Doesn't matter what initials you use, when you raise money with a coin it's an ICO. Exchange or not, protection or not. Money backed or not.

No, it's a token sale.
Going by your argument, any issuance of equity is an IPO.

Not all equity issuance takes the form of an IPO, which has a designated framework. Similarly, not all token sales have to follow the framework of an ICO.

ICO and IPO are the name of the first (or initial) issuance of tokens/shares. The first token sale is an ICO. The first public shares issuance is an IPO.

@hatu ico are not giving that much return so we have to think about new ways to gain profit.

As the article states, ICOs just don't work, but that does not mean tokens have not been successful.

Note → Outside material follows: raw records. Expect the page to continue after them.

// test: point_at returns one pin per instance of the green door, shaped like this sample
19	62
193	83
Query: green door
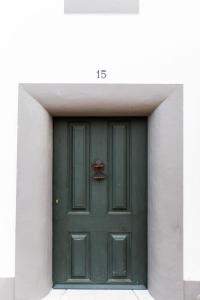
100	203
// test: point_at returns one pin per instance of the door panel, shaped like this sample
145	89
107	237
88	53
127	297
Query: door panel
100	226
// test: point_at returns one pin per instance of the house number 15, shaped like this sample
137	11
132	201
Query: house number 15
101	74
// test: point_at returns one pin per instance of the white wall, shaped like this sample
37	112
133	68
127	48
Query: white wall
38	43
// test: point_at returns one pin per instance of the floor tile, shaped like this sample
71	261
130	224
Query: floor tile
97	295
143	295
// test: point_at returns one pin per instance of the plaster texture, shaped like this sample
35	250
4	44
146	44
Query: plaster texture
101	6
163	105
192	290
165	199
7	288
34	208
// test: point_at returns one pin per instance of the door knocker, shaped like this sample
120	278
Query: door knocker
98	166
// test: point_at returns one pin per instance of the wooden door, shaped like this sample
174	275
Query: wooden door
100	203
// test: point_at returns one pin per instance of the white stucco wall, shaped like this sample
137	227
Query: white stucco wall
41	44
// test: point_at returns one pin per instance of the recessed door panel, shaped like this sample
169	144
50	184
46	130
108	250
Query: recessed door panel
100	203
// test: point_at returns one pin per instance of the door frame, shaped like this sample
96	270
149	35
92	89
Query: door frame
163	106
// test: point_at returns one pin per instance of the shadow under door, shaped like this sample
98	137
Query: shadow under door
100	203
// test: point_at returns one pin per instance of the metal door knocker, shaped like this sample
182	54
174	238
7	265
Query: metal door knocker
98	166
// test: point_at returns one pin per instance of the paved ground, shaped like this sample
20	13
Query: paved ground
97	295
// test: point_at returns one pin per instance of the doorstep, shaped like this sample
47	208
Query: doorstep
97	295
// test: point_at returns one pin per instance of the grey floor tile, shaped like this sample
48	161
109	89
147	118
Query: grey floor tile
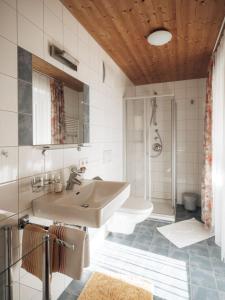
222	295
160	241
211	241
203	278
157	249
66	296
201	262
214	251
199	293
178	254
220	283
218	266
204	267
197	249
140	245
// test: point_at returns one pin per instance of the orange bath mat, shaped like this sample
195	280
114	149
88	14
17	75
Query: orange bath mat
104	287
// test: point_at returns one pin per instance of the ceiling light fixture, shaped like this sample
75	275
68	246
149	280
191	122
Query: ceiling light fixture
159	37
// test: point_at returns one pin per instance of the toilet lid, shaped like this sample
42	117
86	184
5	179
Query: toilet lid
137	205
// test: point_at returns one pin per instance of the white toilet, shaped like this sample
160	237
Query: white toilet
134	211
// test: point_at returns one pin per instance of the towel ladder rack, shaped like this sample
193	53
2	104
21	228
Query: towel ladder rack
25	221
46	275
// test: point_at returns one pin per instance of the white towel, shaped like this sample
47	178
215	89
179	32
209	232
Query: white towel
32	250
71	262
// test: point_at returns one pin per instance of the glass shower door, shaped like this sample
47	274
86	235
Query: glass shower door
150	152
137	149
162	150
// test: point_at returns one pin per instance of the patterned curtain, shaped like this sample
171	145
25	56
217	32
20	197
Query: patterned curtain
57	112
206	190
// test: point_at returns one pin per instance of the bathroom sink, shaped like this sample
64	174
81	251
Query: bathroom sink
90	204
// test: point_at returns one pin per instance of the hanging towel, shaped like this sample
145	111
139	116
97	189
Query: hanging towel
71	262
32	254
87	251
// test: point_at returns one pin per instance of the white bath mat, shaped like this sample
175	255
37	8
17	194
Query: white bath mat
185	233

That's why the DYCO is the clear evolution: company will buyback your tokens if you want, till token sale-funded product goes live. Downside protection, while having maximum upside exposure.

Dear @hatu, this post is very interesting for me because it is exactly what i would like to do with my new born token but it is really difficult for me make people from steemit understand about this kind of tokens...

the ico time has passed

hi @hatu you have presented detailed thing about DYCO nicely. ICO is the totally wastage i have never invested yet in ICOs.

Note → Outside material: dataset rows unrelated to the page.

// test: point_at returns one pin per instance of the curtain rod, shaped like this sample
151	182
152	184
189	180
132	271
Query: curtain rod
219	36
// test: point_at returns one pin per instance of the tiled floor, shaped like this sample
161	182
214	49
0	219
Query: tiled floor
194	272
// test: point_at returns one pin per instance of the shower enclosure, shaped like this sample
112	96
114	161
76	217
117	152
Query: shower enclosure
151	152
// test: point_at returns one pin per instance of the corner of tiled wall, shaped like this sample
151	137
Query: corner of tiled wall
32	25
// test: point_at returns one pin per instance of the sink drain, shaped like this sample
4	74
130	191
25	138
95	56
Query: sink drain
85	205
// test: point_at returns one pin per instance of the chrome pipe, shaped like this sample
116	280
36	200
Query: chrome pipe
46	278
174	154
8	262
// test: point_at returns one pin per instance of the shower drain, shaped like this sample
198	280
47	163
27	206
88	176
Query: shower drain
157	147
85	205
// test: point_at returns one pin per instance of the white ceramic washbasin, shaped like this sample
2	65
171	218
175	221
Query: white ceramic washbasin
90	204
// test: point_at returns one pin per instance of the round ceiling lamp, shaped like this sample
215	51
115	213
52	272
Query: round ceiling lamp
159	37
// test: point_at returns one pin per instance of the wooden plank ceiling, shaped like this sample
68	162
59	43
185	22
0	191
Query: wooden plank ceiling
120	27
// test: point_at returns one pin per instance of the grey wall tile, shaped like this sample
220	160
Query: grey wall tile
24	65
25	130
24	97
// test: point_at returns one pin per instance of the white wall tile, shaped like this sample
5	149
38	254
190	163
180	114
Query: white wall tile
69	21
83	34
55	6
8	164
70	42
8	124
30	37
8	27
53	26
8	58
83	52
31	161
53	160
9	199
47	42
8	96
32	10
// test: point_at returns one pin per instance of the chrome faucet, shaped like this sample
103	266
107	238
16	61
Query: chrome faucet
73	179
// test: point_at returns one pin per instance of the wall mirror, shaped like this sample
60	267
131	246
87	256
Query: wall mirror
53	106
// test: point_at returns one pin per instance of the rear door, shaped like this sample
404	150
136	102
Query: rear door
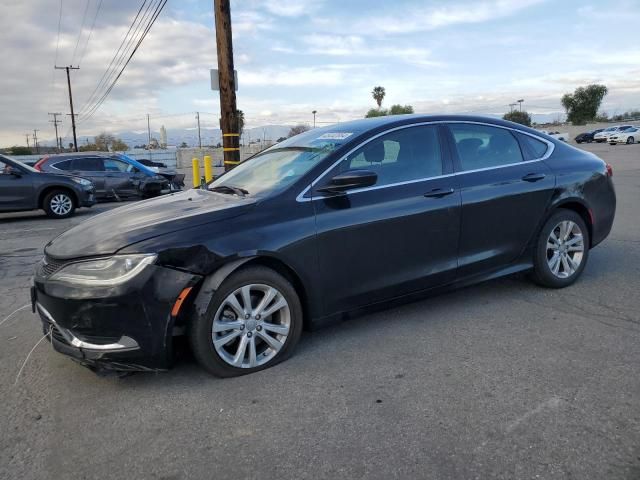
119	177
91	168
396	237
16	188
505	188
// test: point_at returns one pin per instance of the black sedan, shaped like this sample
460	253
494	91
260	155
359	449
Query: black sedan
23	188
320	226
587	136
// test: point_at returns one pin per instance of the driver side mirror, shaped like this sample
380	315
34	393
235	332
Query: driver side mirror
350	180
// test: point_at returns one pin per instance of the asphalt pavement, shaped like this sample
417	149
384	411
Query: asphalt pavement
500	380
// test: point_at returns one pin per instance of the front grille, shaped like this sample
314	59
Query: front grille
48	266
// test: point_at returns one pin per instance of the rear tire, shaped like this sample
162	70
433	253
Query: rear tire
253	321
562	250
59	204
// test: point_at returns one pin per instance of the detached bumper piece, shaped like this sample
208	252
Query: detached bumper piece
126	329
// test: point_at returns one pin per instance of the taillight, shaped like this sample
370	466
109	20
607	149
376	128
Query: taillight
39	163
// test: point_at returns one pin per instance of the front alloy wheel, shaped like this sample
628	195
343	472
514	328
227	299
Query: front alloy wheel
252	322
562	250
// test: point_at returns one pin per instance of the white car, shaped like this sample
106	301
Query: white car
604	135
627	136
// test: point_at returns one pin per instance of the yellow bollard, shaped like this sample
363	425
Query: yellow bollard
195	164
208	170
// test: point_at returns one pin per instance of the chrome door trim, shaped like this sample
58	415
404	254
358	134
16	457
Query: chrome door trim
550	148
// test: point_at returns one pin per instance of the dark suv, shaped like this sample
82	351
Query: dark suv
115	175
24	188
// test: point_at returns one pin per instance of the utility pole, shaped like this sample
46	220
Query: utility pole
148	133
35	140
73	117
226	80
199	137
55	122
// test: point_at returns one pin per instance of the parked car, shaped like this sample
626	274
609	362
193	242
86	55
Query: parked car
604	135
24	188
626	136
114	175
587	137
329	222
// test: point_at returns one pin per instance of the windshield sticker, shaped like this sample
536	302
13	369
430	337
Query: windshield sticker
335	136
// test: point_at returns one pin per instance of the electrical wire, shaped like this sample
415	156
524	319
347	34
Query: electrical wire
84	19
116	55
84	49
157	12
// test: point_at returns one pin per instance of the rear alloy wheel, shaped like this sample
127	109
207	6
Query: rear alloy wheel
252	322
59	204
562	250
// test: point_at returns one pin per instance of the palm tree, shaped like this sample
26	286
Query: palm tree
378	94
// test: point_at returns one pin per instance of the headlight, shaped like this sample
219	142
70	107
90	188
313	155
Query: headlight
104	272
81	181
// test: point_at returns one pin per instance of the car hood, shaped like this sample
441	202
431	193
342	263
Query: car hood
111	231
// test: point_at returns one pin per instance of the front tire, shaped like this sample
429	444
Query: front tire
562	250
59	204
252	322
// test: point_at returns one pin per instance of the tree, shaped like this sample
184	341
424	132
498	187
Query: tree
240	116
378	94
517	116
18	150
394	110
297	130
103	141
119	146
400	109
583	104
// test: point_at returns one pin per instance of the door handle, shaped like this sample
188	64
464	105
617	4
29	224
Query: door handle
533	177
439	192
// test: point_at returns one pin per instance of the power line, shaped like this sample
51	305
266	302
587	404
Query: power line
84	19
84	49
107	71
142	37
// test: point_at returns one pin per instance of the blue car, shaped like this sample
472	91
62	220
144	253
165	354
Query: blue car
115	175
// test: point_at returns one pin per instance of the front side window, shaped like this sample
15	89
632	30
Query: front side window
88	164
402	155
483	146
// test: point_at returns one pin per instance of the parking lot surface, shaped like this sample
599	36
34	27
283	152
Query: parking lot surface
501	380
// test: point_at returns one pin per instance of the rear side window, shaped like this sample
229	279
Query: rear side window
482	146
64	165
532	148
88	164
403	155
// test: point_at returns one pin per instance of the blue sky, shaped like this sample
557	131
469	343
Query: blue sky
325	55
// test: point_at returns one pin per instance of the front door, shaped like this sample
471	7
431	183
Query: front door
16	188
505	190
396	237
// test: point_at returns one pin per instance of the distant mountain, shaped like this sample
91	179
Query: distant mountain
210	136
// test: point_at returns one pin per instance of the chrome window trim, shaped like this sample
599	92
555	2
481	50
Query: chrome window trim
550	148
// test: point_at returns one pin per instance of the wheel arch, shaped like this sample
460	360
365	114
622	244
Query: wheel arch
213	281
581	208
50	188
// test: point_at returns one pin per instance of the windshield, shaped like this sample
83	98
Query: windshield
19	164
136	164
281	165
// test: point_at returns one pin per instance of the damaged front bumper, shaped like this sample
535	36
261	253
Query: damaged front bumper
128	327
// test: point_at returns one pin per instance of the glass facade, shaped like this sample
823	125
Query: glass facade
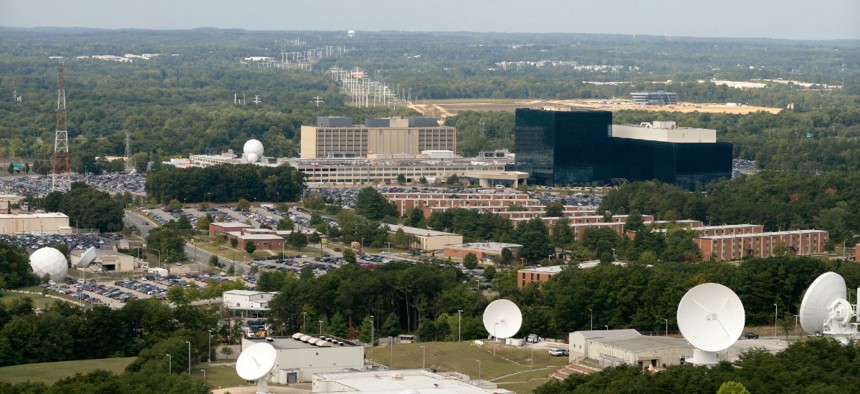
576	148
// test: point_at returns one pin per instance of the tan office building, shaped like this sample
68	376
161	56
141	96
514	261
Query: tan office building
35	223
337	137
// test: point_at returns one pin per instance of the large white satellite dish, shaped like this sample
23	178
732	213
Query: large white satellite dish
502	319
256	363
711	318
825	309
87	258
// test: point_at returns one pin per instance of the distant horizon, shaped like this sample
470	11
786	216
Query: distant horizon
140	29
797	20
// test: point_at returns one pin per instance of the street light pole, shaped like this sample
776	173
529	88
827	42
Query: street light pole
459	325
775	317
795	325
591	319
209	349
189	356
495	339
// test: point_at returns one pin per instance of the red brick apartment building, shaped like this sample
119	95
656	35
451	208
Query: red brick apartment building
539	275
739	246
245	234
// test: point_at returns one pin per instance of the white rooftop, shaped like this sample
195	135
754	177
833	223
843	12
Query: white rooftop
396	382
421	232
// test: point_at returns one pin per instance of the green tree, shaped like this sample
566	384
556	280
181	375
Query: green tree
349	256
365	330
372	205
286	223
174	205
554	210
297	240
490	272
337	325
732	387
470	261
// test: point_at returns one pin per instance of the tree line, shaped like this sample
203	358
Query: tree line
86	207
225	183
776	200
813	366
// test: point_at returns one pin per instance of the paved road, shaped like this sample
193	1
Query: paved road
142	223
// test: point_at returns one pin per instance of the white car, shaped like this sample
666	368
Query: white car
558	352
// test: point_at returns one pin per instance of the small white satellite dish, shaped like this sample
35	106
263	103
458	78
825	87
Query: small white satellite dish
502	319
825	310
87	258
256	363
711	318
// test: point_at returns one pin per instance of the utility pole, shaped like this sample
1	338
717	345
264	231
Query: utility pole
60	165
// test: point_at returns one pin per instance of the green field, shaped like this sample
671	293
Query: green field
51	372
510	368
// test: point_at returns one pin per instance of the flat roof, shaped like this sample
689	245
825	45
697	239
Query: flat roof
261	237
419	231
624	333
545	270
491	246
47	215
643	343
402	381
232	225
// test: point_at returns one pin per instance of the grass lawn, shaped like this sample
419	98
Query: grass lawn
51	372
221	374
511	368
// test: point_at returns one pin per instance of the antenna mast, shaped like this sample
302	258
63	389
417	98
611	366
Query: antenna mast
61	167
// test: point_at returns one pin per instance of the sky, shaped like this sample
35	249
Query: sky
789	19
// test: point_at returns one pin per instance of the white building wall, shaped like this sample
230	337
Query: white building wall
308	361
678	135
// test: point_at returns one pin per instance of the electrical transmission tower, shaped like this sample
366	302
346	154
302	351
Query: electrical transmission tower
60	180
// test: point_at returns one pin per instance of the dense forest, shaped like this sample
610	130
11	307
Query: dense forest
815	366
182	101
425	298
225	183
776	200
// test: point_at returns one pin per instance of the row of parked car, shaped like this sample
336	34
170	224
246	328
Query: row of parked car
143	287
71	291
110	292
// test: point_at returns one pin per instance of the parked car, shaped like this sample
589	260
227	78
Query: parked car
555	352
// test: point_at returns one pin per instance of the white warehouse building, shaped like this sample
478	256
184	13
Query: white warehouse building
301	356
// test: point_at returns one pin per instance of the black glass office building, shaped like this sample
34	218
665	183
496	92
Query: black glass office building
577	148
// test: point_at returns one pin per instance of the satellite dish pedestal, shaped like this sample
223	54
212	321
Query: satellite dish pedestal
711	318
256	363
825	310
702	357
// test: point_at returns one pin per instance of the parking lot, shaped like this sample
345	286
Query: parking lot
40	186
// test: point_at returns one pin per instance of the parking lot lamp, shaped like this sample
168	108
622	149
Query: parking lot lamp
189	356
209	349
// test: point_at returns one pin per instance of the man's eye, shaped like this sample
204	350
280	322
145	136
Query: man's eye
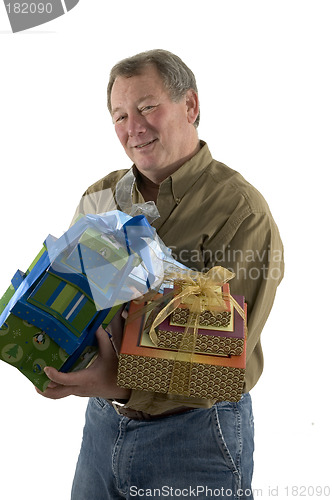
119	119
147	108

I actually don't really know why I don't engage in ICOs investments most times due to the great risks involved and the prevalence of scammers dealing with crypto projects. There are times I do hear lots of complaints from the investors about how they got scammed in some particular crypto projects through ICOs investments.

I really love the idea behind DYCO even though I'm just hearing about this for the first time and I really think it's really the best to engage in unlike ICOs investments.

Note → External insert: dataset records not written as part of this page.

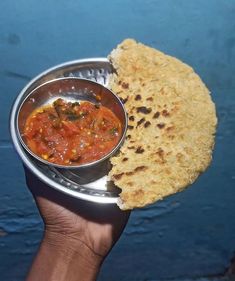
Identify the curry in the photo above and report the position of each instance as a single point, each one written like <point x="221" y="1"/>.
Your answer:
<point x="72" y="133"/>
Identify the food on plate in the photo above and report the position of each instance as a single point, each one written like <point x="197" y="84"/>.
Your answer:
<point x="171" y="127"/>
<point x="72" y="133"/>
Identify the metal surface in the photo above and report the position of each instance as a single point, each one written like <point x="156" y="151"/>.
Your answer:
<point x="99" y="190"/>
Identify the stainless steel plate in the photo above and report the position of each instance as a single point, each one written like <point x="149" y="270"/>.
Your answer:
<point x="101" y="191"/>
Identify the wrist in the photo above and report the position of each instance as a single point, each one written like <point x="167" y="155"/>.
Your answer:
<point x="62" y="258"/>
<point x="71" y="247"/>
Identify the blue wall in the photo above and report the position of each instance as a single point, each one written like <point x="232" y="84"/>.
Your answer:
<point x="189" y="235"/>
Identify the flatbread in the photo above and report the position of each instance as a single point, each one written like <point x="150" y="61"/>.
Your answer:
<point x="171" y="127"/>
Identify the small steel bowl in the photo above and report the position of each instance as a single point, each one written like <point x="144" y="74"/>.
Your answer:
<point x="73" y="89"/>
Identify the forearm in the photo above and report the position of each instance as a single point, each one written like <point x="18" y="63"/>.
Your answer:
<point x="63" y="259"/>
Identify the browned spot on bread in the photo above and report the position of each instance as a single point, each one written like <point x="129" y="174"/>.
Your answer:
<point x="139" y="150"/>
<point x="147" y="124"/>
<point x="131" y="147"/>
<point x="160" y="152"/>
<point x="144" y="109"/>
<point x="156" y="115"/>
<point x="141" y="168"/>
<point x="118" y="176"/>
<point x="169" y="129"/>
<point x="124" y="159"/>
<point x="138" y="97"/>
<point x="140" y="121"/>
<point x="124" y="100"/>
<point x="138" y="193"/>
<point x="161" y="125"/>
<point x="165" y="113"/>
<point x="125" y="85"/>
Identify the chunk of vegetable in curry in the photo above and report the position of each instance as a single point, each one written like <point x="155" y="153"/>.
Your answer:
<point x="72" y="133"/>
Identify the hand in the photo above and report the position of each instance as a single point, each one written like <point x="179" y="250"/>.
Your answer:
<point x="82" y="226"/>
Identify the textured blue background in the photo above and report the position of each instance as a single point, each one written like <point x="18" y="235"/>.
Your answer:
<point x="187" y="236"/>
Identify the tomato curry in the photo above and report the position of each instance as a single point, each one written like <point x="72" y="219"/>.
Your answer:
<point x="72" y="133"/>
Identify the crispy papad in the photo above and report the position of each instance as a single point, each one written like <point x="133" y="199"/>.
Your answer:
<point x="171" y="126"/>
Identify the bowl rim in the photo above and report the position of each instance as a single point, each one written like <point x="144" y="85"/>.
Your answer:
<point x="82" y="166"/>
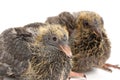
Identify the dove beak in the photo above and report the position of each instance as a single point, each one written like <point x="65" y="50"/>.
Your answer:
<point x="66" y="49"/>
<point x="97" y="31"/>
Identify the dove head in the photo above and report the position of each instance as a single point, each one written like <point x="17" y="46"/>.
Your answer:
<point x="90" y="22"/>
<point x="54" y="36"/>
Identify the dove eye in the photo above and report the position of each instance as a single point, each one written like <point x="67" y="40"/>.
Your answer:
<point x="85" y="23"/>
<point x="54" y="39"/>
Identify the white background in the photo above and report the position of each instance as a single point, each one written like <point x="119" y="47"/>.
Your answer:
<point x="15" y="13"/>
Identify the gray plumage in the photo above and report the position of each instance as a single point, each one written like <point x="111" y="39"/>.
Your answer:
<point x="32" y="52"/>
<point x="88" y="40"/>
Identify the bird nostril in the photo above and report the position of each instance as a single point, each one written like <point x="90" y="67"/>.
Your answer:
<point x="54" y="39"/>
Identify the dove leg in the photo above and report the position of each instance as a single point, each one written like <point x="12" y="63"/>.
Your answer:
<point x="107" y="67"/>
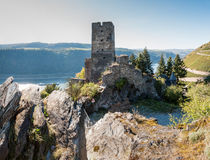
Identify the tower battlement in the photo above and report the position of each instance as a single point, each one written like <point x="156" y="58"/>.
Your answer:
<point x="102" y="51"/>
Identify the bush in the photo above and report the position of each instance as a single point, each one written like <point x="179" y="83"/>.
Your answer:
<point x="195" y="137"/>
<point x="74" y="90"/>
<point x="90" y="90"/>
<point x="77" y="90"/>
<point x="49" y="89"/>
<point x="81" y="74"/>
<point x="199" y="104"/>
<point x="173" y="94"/>
<point x="160" y="86"/>
<point x="121" y="83"/>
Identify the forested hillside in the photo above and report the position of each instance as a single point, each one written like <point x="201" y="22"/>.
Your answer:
<point x="42" y="58"/>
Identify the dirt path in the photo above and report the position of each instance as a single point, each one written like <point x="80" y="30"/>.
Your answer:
<point x="192" y="79"/>
<point x="198" y="72"/>
<point x="202" y="54"/>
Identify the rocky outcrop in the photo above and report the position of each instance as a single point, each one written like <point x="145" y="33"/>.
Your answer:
<point x="32" y="128"/>
<point x="113" y="99"/>
<point x="9" y="99"/>
<point x="4" y="149"/>
<point x="122" y="69"/>
<point x="64" y="119"/>
<point x="29" y="99"/>
<point x="128" y="136"/>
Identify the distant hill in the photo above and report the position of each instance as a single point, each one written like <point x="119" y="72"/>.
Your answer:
<point x="45" y="45"/>
<point x="199" y="59"/>
<point x="44" y="58"/>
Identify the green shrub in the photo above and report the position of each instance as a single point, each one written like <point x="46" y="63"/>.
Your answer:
<point x="81" y="74"/>
<point x="199" y="104"/>
<point x="195" y="137"/>
<point x="44" y="94"/>
<point x="173" y="94"/>
<point x="74" y="90"/>
<point x="77" y="90"/>
<point x="160" y="86"/>
<point x="121" y="83"/>
<point x="49" y="89"/>
<point x="90" y="90"/>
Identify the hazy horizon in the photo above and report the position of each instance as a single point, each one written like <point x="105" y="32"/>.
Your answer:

A token sale that succeeds, or else the token buyers get their money back.

It's really rare to see people backing up their project with DYCO unless they are very sure about the outcome. I'm also concerned about how some crypto project owners will be able to manage their losses if every investors get their investment back.

Thanks for sharing this great post with love from @hardaeborla and I hope you have a great day ahead 💕❤️💕❤️💕❤️💕❤️💕

ICOs are history. Now IEOs are going down in history.